Currently in the state of Utah, special education accommodates everyone from students with physical disabilities such as deafness or blindness to mental disabilities like autism to learning disabilities like dyslexia and behavioral issues. Learning disabilities like dyslexia may be incurable; however, if intervened early enough, children suffering from dyslexia can significantly improve their learning challenges.
The National Institutes of Health (NIH) estimates that one in ten children have dyslexia. Individuals with dyslexia are often seen as troublemakers, lazy, and blamed for having a lack of motivation in their studies and responsibilities. In fact, children with dyslexia are gifted, but their minds work differently than others. Their needs should be addressed and they should be taught in the ways easier for them to learn.
The earlier dyslexia gets detected, the better it can be handled. However, most public schools in Utah do not do learning testing, therefore, the kids do not get the much needed help. That leads to them facing constant humiliation and embarrassment for being behind compared to their peers.

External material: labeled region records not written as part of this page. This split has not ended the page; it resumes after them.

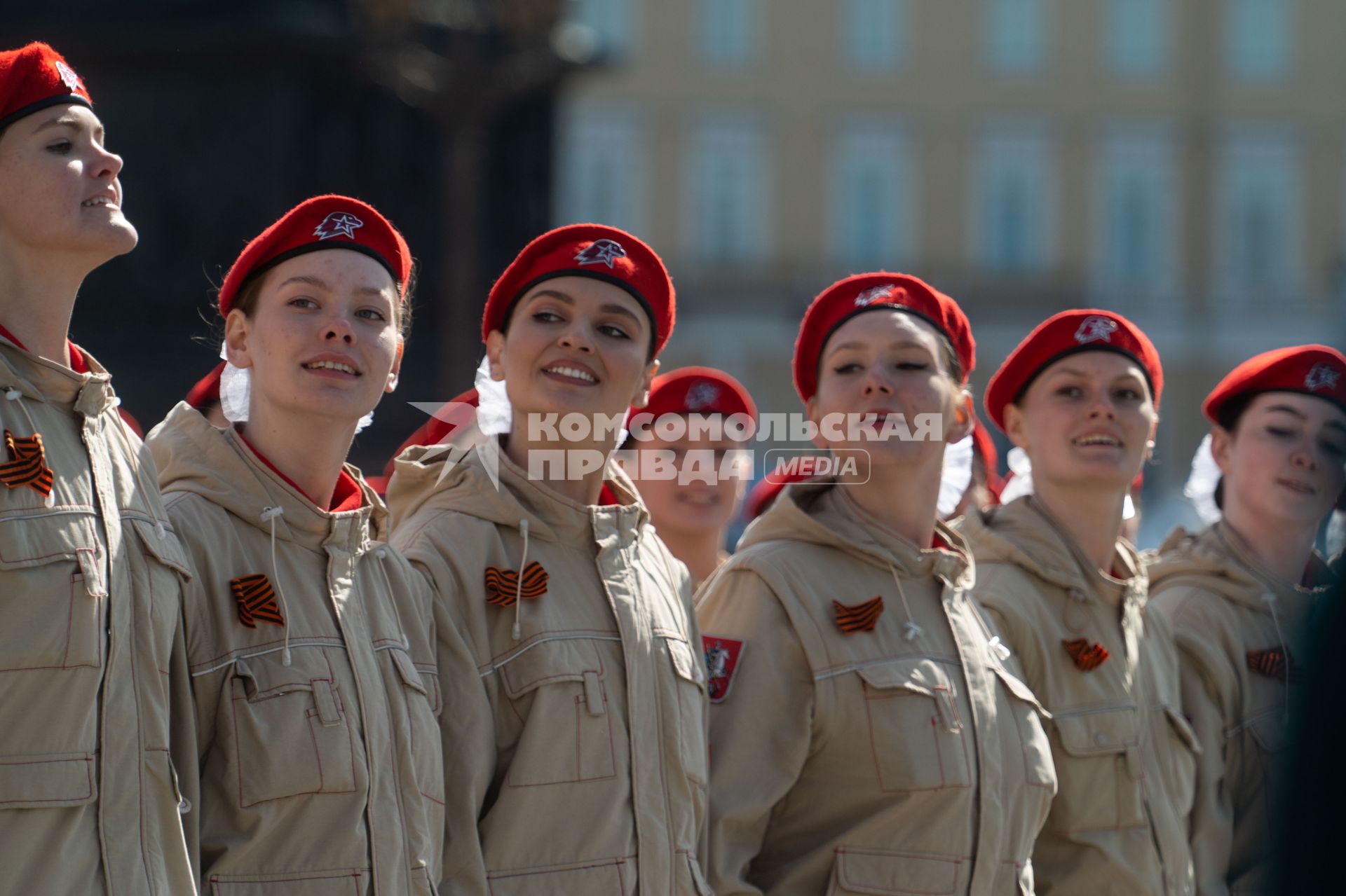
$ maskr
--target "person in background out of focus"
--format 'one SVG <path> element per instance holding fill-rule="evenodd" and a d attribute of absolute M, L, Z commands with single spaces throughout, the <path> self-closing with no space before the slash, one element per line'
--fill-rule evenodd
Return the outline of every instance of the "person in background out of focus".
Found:
<path fill-rule="evenodd" d="M 740 417 L 731 420 L 734 414 Z M 735 424 L 738 437 L 730 432 Z M 656 531 L 686 565 L 696 588 L 728 558 L 724 537 L 743 500 L 742 447 L 755 432 L 756 405 L 730 374 L 682 367 L 654 378 L 650 404 L 631 417 L 631 425 L 643 433 L 627 440 L 623 467 Z M 677 437 L 665 437 L 669 433 Z"/>
<path fill-rule="evenodd" d="M 1346 486 L 1346 357 L 1327 346 L 1260 354 L 1202 409 L 1219 518 L 1168 537 L 1149 566 L 1149 596 L 1178 639 L 1183 712 L 1202 744 L 1197 892 L 1271 892 L 1291 709 L 1334 581 L 1314 544 Z"/>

In addition, even if such kids are sent to special education classrooms, they are lumped together with other special kids with other challenges such as autism or deafness and blindness. Dyslexic kids are likely to benefit if there were classrooms only designated for them, and the teachers were especially trained to accommodate the dyslexic population.
Many states have laws that offer help to dyslexic students within the public schools, but Utah does not have such laws. This could have changed with HB171, Dyslexia Screening in Public Schools, sponsored by Representative John Knotwell. Unfortunately, it never made it out of committee. This bill would have been an important step in accommodating the dyslexic population. The bill requires school districts to put each student through reading assessments and screen for learning difficulties allowing schools to determine the number of dyslexic children and intervene if necessary. This bill also requires the schools to prepare an individualized learning program for the student and address their dyslexia or reading difficulty immediately.
As of now, Utah hasn’t passed any dyslexia laws, making the environment unfavorable for dyslexic children to learn and grow. Although this bill didn’t make it out of committee this year, it deserves another chance in future legislative sessions. It might not solve the conditions entirely, if enacted, but it would certainly allow schools to participate in early intervention and make it easier for kids with dyslexia to learn.